Thursday, September 06, 2007

Israel and Genocide

Gershom Gorenberg's article at TAPPED, "The Israeli Government's Genocide Politics" accurately sums up the hypocrisy of Israel's policy toward Darfur refugees and the Armenian genocide. While Gorenberg's ignores Israel's own policies toward the Palestinians, he turns a white hot lamp on the failure of Israel to embrace Darfur's refugees and to go along with Turkey's continued denial of their 1915 massacre of Armenians.

Is it too much to ask of Israel to have them stand in as a leader of world human rights given the conditions leading to the founding of the country? I would say no, but perhaps I am asking too much of a vulnerable nation surrounded by enemies. However, as Gorenberg points out, "The underlying issue is that, pragmatically, Israel can claim it must protect its interests, even if that means indulging an ally ashamed of its history. It can argue that refugees pose a security threat. It can reject refugees in order to maintain its ethnic balance. But if it does those things, it has no grounds to speak about Western countries who turned away Jews in 1938."

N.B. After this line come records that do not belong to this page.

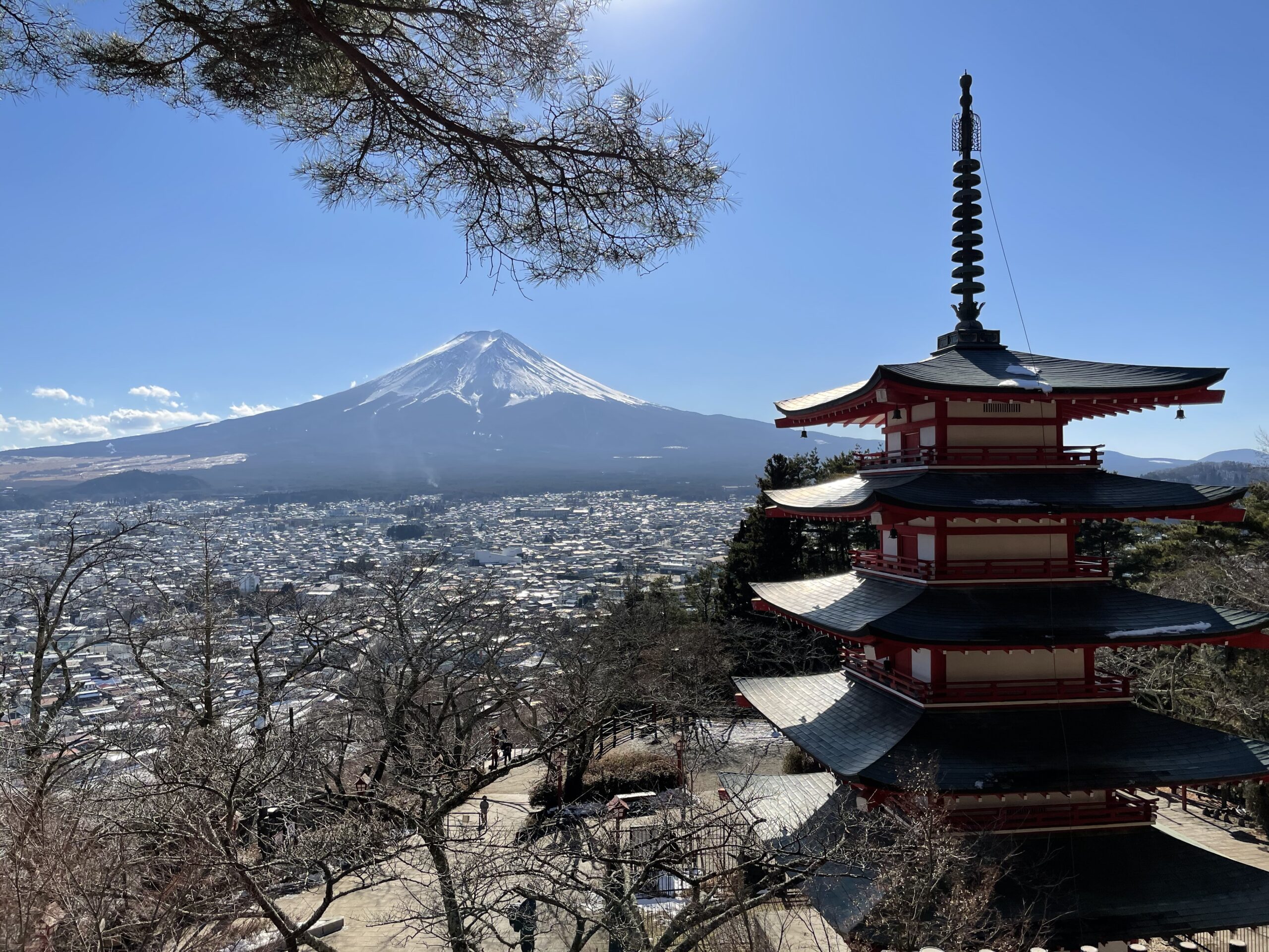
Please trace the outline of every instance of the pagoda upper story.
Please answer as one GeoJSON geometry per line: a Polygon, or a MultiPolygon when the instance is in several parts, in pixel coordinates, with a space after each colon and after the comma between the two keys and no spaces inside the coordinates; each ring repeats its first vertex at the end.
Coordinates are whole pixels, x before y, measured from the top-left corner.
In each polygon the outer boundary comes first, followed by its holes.
{"type": "MultiPolygon", "coordinates": [[[[1239,522],[1245,489],[1121,476],[1072,420],[1223,399],[1217,367],[1099,363],[1010,350],[978,320],[978,122],[962,77],[953,166],[956,326],[933,355],[783,400],[778,426],[871,424],[884,449],[827,482],[769,490],[766,515],[859,520],[878,547],[850,571],[756,581],[754,607],[841,642],[841,670],[742,678],[756,707],[886,802],[934,763],[953,820],[997,831],[1148,825],[1140,791],[1269,777],[1269,744],[1147,712],[1098,651],[1183,644],[1265,647],[1269,614],[1118,585],[1089,520],[1239,522]]],[[[1266,913],[1269,919],[1269,913],[1266,913]]]]}

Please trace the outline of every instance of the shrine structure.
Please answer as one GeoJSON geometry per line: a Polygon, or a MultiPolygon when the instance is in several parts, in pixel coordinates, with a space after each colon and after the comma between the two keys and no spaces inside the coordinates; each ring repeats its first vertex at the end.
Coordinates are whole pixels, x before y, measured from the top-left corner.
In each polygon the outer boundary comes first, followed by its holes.
{"type": "Polygon", "coordinates": [[[1126,588],[1076,547],[1088,520],[1236,523],[1245,490],[1119,476],[1100,447],[1063,437],[1074,420],[1220,402],[1225,369],[1042,357],[982,326],[970,84],[954,128],[956,326],[928,359],[777,404],[777,426],[884,433],[857,475],[766,494],[769,518],[877,528],[879,548],[843,575],[753,586],[756,609],[838,638],[841,669],[740,678],[737,699],[849,784],[859,809],[930,764],[953,824],[1018,835],[1065,871],[1043,911],[1067,947],[1266,923],[1269,873],[1156,828],[1154,792],[1263,779],[1269,744],[1146,711],[1096,655],[1265,647],[1269,616],[1126,588]]]}

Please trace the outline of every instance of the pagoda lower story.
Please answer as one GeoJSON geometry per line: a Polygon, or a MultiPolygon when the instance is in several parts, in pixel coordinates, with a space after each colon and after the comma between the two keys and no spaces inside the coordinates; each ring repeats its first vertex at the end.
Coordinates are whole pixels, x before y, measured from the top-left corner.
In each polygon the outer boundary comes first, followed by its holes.
{"type": "MultiPolygon", "coordinates": [[[[956,327],[929,359],[777,404],[777,425],[803,435],[871,424],[884,437],[854,475],[766,493],[769,518],[876,528],[879,545],[848,572],[753,585],[755,609],[836,638],[840,670],[740,678],[737,699],[824,768],[782,782],[890,809],[905,773],[929,765],[954,828],[1015,835],[1037,863],[1057,857],[1044,862],[1074,871],[1048,910],[1057,942],[1269,923],[1269,873],[1154,825],[1160,788],[1269,778],[1269,744],[1146,711],[1128,679],[1098,670],[1105,649],[1266,647],[1269,614],[1124,588],[1079,542],[1090,520],[1236,523],[1245,490],[1105,472],[1100,447],[1063,439],[1076,420],[1220,402],[1225,369],[1044,357],[982,327],[968,89],[964,76],[956,327]],[[1115,872],[1124,863],[1129,876],[1115,872]]],[[[848,887],[817,889],[849,932],[863,913],[848,887]]]]}

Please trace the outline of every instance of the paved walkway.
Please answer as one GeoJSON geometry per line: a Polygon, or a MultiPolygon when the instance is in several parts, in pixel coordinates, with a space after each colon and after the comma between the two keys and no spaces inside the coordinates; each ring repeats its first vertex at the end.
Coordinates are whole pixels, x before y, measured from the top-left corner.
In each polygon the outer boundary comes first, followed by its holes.
{"type": "MultiPolygon", "coordinates": [[[[529,811],[529,791],[542,776],[541,764],[513,770],[489,787],[483,793],[489,797],[489,824],[495,833],[511,831],[524,825],[529,811]]],[[[452,815],[454,823],[471,824],[472,838],[478,838],[480,830],[480,798],[459,807],[452,815]]],[[[400,878],[374,886],[363,892],[357,892],[336,901],[324,914],[326,919],[343,916],[344,928],[336,933],[324,937],[339,952],[387,952],[388,949],[444,949],[445,943],[430,937],[411,935],[411,930],[400,924],[391,924],[392,919],[400,918],[401,913],[411,905],[414,897],[428,896],[434,891],[428,876],[418,869],[397,864],[393,871],[400,878]],[[385,924],[390,923],[390,924],[385,924]]],[[[286,905],[293,915],[301,914],[305,908],[312,909],[312,899],[302,894],[289,900],[286,905]]]]}
{"type": "Polygon", "coordinates": [[[1203,816],[1203,809],[1193,801],[1187,811],[1181,810],[1179,800],[1160,797],[1159,828],[1228,859],[1269,871],[1269,842],[1259,830],[1203,816]]]}

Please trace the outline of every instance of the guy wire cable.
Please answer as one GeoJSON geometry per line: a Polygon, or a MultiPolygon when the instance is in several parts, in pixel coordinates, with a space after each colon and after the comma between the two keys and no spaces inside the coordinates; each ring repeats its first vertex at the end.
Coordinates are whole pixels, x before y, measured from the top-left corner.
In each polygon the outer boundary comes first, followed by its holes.
{"type": "Polygon", "coordinates": [[[1014,292],[1014,307],[1018,308],[1018,322],[1023,325],[1027,352],[1034,353],[1030,347],[1030,335],[1027,333],[1027,320],[1023,317],[1023,306],[1018,300],[1018,288],[1014,286],[1014,272],[1009,267],[1009,255],[1005,254],[1005,239],[1000,234],[1000,220],[996,218],[996,203],[991,199],[991,183],[987,180],[987,164],[982,161],[981,149],[978,150],[978,165],[982,168],[982,187],[987,192],[987,208],[991,209],[991,223],[996,227],[996,244],[1000,245],[1000,258],[1005,263],[1005,274],[1009,275],[1009,289],[1014,292]]]}

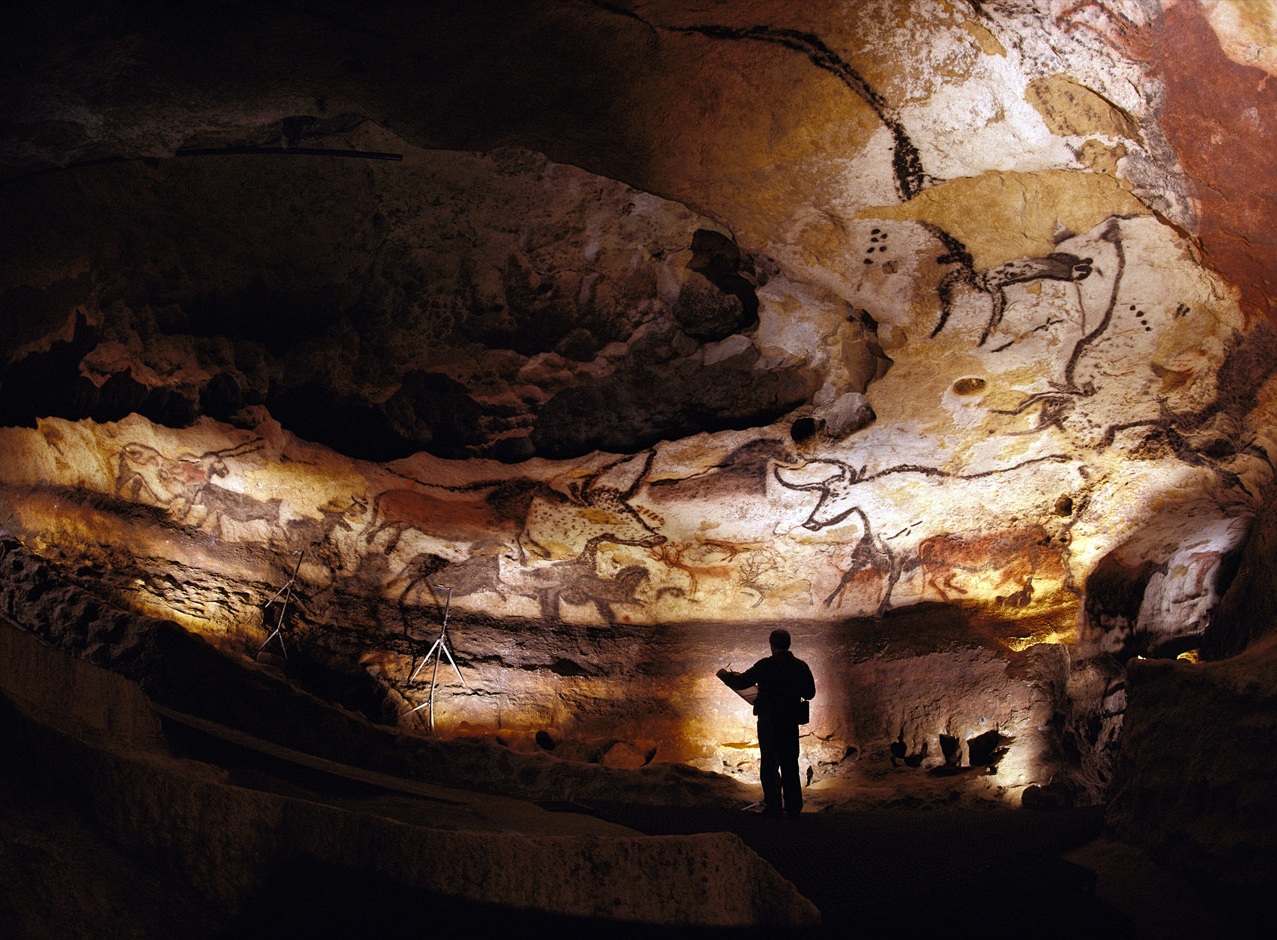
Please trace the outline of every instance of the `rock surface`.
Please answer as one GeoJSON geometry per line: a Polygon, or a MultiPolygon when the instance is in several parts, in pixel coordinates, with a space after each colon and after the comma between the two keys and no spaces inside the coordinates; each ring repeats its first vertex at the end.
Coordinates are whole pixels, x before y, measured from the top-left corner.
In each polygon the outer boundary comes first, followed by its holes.
{"type": "Polygon", "coordinates": [[[1251,5],[6,15],[5,595],[66,649],[418,722],[447,616],[447,733],[750,777],[709,677],[784,622],[819,773],[1050,803],[1129,662],[1271,630],[1251,5]]]}

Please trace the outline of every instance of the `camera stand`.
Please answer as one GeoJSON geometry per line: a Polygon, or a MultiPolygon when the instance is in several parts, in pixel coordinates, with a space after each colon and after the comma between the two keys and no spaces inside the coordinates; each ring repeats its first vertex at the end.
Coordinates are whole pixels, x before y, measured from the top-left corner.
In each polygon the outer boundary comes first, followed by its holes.
{"type": "Polygon", "coordinates": [[[275,623],[275,630],[272,630],[271,635],[266,637],[266,642],[263,642],[261,646],[257,648],[257,655],[259,656],[262,655],[263,651],[266,651],[266,648],[271,645],[272,640],[278,640],[280,654],[283,656],[285,660],[287,660],[289,658],[289,648],[283,645],[283,614],[289,609],[289,602],[292,600],[292,585],[296,584],[298,581],[298,572],[301,570],[301,557],[305,554],[305,552],[303,549],[298,549],[292,554],[298,557],[298,563],[292,566],[292,575],[290,575],[289,580],[283,584],[283,586],[275,593],[273,598],[262,604],[262,610],[264,617],[266,609],[271,607],[271,604],[278,600],[280,618],[275,623]]]}
{"type": "MultiPolygon", "coordinates": [[[[444,588],[444,585],[439,586],[444,588]]],[[[452,589],[446,588],[446,590],[448,591],[448,599],[443,605],[443,625],[439,627],[439,639],[437,639],[434,644],[430,646],[430,649],[427,651],[427,654],[421,656],[421,662],[418,663],[416,668],[412,671],[412,674],[407,677],[407,682],[405,683],[405,685],[412,685],[412,679],[415,679],[416,674],[425,668],[425,664],[429,663],[432,659],[434,660],[434,671],[430,673],[430,696],[420,705],[416,705],[404,713],[405,715],[411,715],[414,711],[420,711],[421,709],[429,709],[432,734],[434,733],[434,686],[439,679],[441,655],[448,658],[448,662],[452,663],[452,669],[457,673],[457,678],[461,679],[461,685],[462,686],[466,685],[466,679],[461,674],[461,669],[457,668],[457,660],[452,658],[452,651],[448,649],[448,610],[452,608],[452,589]]],[[[469,686],[466,686],[466,688],[469,688],[469,686]]]]}

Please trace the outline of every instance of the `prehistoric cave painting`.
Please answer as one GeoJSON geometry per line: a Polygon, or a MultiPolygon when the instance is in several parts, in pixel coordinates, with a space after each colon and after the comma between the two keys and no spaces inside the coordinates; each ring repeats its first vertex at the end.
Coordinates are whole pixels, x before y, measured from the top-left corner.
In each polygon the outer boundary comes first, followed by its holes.
{"type": "Polygon", "coordinates": [[[922,474],[925,476],[939,476],[951,480],[978,480],[986,476],[996,476],[999,474],[1010,473],[1013,470],[1022,470],[1023,467],[1033,466],[1034,464],[1066,464],[1071,460],[1073,457],[1066,453],[1048,453],[1043,457],[1031,457],[1029,460],[999,467],[997,470],[982,470],[974,474],[955,474],[948,470],[940,470],[939,467],[922,466],[918,464],[898,464],[896,466],[889,466],[886,470],[879,470],[876,474],[866,474],[863,466],[857,470],[850,464],[844,464],[840,460],[824,459],[812,460],[805,465],[812,466],[816,464],[829,464],[830,466],[836,467],[835,473],[821,480],[806,483],[788,480],[782,471],[793,471],[798,467],[783,466],[780,464],[773,466],[773,475],[775,476],[776,483],[785,489],[820,493],[816,499],[816,506],[802,522],[803,529],[820,531],[821,529],[838,525],[853,513],[856,513],[862,522],[866,522],[867,520],[865,517],[865,512],[859,507],[858,487],[862,483],[868,483],[870,480],[876,480],[882,476],[893,474],[922,474]]]}
{"type": "MultiPolygon", "coordinates": [[[[877,594],[876,614],[881,617],[891,608],[891,593],[904,573],[904,565],[891,550],[886,540],[873,533],[870,517],[859,506],[853,506],[848,515],[854,515],[861,522],[861,538],[845,553],[839,568],[838,585],[825,598],[825,607],[843,605],[843,599],[859,584],[868,580],[877,594]]],[[[845,519],[845,516],[844,516],[845,519]]]]}
{"type": "Polygon", "coordinates": [[[737,575],[738,556],[756,549],[757,543],[738,544],[719,539],[695,542],[664,542],[647,549],[653,561],[665,571],[681,571],[687,577],[687,588],[665,586],[661,596],[683,596],[695,602],[701,589],[701,579],[730,581],[737,575]]]}
{"type": "Polygon", "coordinates": [[[987,535],[942,533],[922,539],[917,548],[922,585],[932,588],[941,600],[968,594],[959,584],[964,575],[996,573],[995,590],[1002,585],[1014,588],[1008,594],[997,595],[996,603],[1013,608],[1032,603],[1033,579],[1052,552],[1057,563],[1052,573],[1059,573],[1064,567],[1062,558],[1051,548],[1051,539],[1042,526],[1006,529],[987,535]]]}
{"type": "Polygon", "coordinates": [[[564,489],[538,487],[518,534],[520,557],[578,559],[587,545],[600,542],[642,548],[663,544],[665,536],[655,529],[661,520],[631,504],[655,456],[647,451],[623,457],[568,481],[564,489]]]}
{"type": "MultiPolygon", "coordinates": [[[[976,344],[983,346],[1002,322],[1002,314],[1006,312],[1008,286],[1029,281],[1082,281],[1091,276],[1094,264],[1092,258],[1083,258],[1070,252],[1052,252],[1041,258],[1018,258],[988,271],[977,271],[976,262],[965,245],[942,229],[932,225],[926,227],[946,248],[946,252],[936,261],[941,264],[958,266],[941,278],[937,287],[940,319],[931,331],[932,338],[939,336],[948,324],[959,287],[967,287],[988,296],[991,305],[988,319],[979,335],[979,342],[976,344]]],[[[875,231],[877,230],[875,229],[875,231]]]]}
{"type": "MultiPolygon", "coordinates": [[[[478,483],[461,488],[441,487],[448,492],[494,488],[478,483]]],[[[512,521],[488,497],[439,497],[421,489],[396,488],[377,494],[372,519],[363,533],[363,542],[373,547],[381,542],[382,554],[393,554],[405,533],[416,531],[442,539],[469,542],[506,531],[513,539],[518,524],[512,521]]]]}
{"type": "MultiPolygon", "coordinates": [[[[232,501],[223,499],[217,493],[206,496],[215,478],[230,473],[226,460],[252,453],[261,447],[261,441],[250,441],[199,456],[179,453],[176,457],[166,457],[149,444],[130,442],[120,448],[116,457],[115,494],[166,510],[179,522],[186,522],[197,507],[203,507],[202,513],[198,513],[202,522],[209,511],[225,512],[234,508],[232,501]]],[[[217,489],[229,492],[222,487],[217,489]]]]}
{"type": "Polygon", "coordinates": [[[609,3],[599,4],[603,9],[637,19],[650,29],[665,29],[672,33],[699,34],[711,40],[725,40],[729,42],[764,42],[773,46],[783,46],[807,56],[808,61],[817,69],[827,72],[856,97],[865,102],[881,121],[882,126],[891,134],[893,155],[891,169],[895,176],[895,186],[904,199],[912,199],[932,180],[922,169],[922,157],[917,146],[909,139],[896,110],[888,103],[867,80],[857,72],[850,63],[831,50],[824,40],[813,33],[802,32],[776,26],[751,26],[728,27],[718,24],[701,26],[664,26],[651,23],[640,17],[633,10],[627,10],[609,3]]]}
{"type": "Polygon", "coordinates": [[[811,580],[793,577],[785,570],[783,556],[771,549],[759,549],[746,554],[737,577],[742,590],[755,595],[755,602],[750,607],[759,607],[764,600],[815,603],[811,580]]]}
{"type": "Polygon", "coordinates": [[[595,535],[576,558],[550,562],[524,572],[522,581],[540,602],[544,619],[562,619],[561,605],[567,603],[576,607],[594,605],[605,622],[616,623],[616,605],[645,603],[637,596],[638,589],[651,580],[645,566],[626,565],[610,577],[599,572],[599,547],[610,540],[605,535],[595,535]]]}
{"type": "MultiPolygon", "coordinates": [[[[967,558],[969,557],[968,549],[977,549],[956,544],[954,540],[955,536],[937,535],[931,539],[923,539],[918,544],[916,553],[902,553],[894,550],[888,544],[885,538],[873,531],[873,525],[870,521],[868,513],[859,504],[861,494],[858,487],[861,483],[879,479],[889,474],[902,473],[923,474],[926,476],[939,476],[951,480],[977,480],[1020,470],[1036,464],[1068,462],[1071,459],[1066,455],[1047,455],[1045,457],[1032,457],[997,470],[983,470],[973,474],[955,474],[937,467],[913,464],[902,464],[888,467],[886,470],[881,470],[876,474],[866,474],[865,467],[857,470],[842,461],[816,460],[811,461],[811,464],[833,465],[838,467],[836,473],[815,481],[797,481],[787,479],[784,471],[793,471],[798,467],[787,467],[776,464],[773,467],[773,475],[776,481],[787,489],[815,492],[820,494],[817,497],[816,506],[802,522],[805,529],[820,531],[822,529],[839,525],[853,517],[859,522],[861,536],[856,544],[850,547],[850,550],[845,553],[845,557],[839,559],[838,570],[840,576],[838,585],[825,598],[824,604],[825,607],[833,607],[836,603],[840,607],[843,598],[853,586],[868,580],[880,585],[877,614],[881,616],[890,609],[891,594],[904,572],[912,571],[919,566],[925,570],[925,572],[927,572],[925,584],[931,584],[944,599],[949,599],[948,591],[965,593],[954,584],[954,577],[956,577],[960,571],[976,570],[968,565],[967,558]],[[946,539],[949,539],[949,542],[946,542],[946,539]]],[[[808,464],[808,466],[811,464],[808,464]]],[[[979,565],[978,568],[982,571],[1001,571],[1023,561],[1025,556],[1028,557],[1028,568],[1023,572],[1023,579],[1016,584],[1016,590],[1009,593],[1002,599],[1002,603],[1011,607],[1027,607],[1032,599],[1032,577],[1039,571],[1042,547],[1050,542],[1045,531],[1031,531],[1031,535],[1025,535],[1024,538],[1010,538],[1005,535],[988,536],[988,544],[983,547],[986,556],[983,557],[983,563],[979,565]],[[1023,549],[1023,554],[1019,553],[1020,549],[1023,549]]],[[[1059,553],[1057,558],[1062,570],[1061,576],[1065,581],[1068,581],[1068,561],[1062,553],[1059,553]]]]}

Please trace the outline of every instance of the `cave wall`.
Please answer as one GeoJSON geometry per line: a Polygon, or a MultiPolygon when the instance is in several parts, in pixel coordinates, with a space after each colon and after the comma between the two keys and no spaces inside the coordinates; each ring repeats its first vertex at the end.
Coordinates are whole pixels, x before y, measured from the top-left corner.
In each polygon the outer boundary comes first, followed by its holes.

Absolutely. What Israel can't do is have it both ways. They can't act as cold-hearted as the rest of the world to suffering while forcing everyone else to remember what happened to the Jewish people in the 1930s and 1940s. That is rank hypocrisy. Personally, I think we do need to remember the Jewish Holocaust all the time. But we also need to remember the Armenians, the Native Americans, Darfur, Australian aborigines, and other peoples who the world has failed.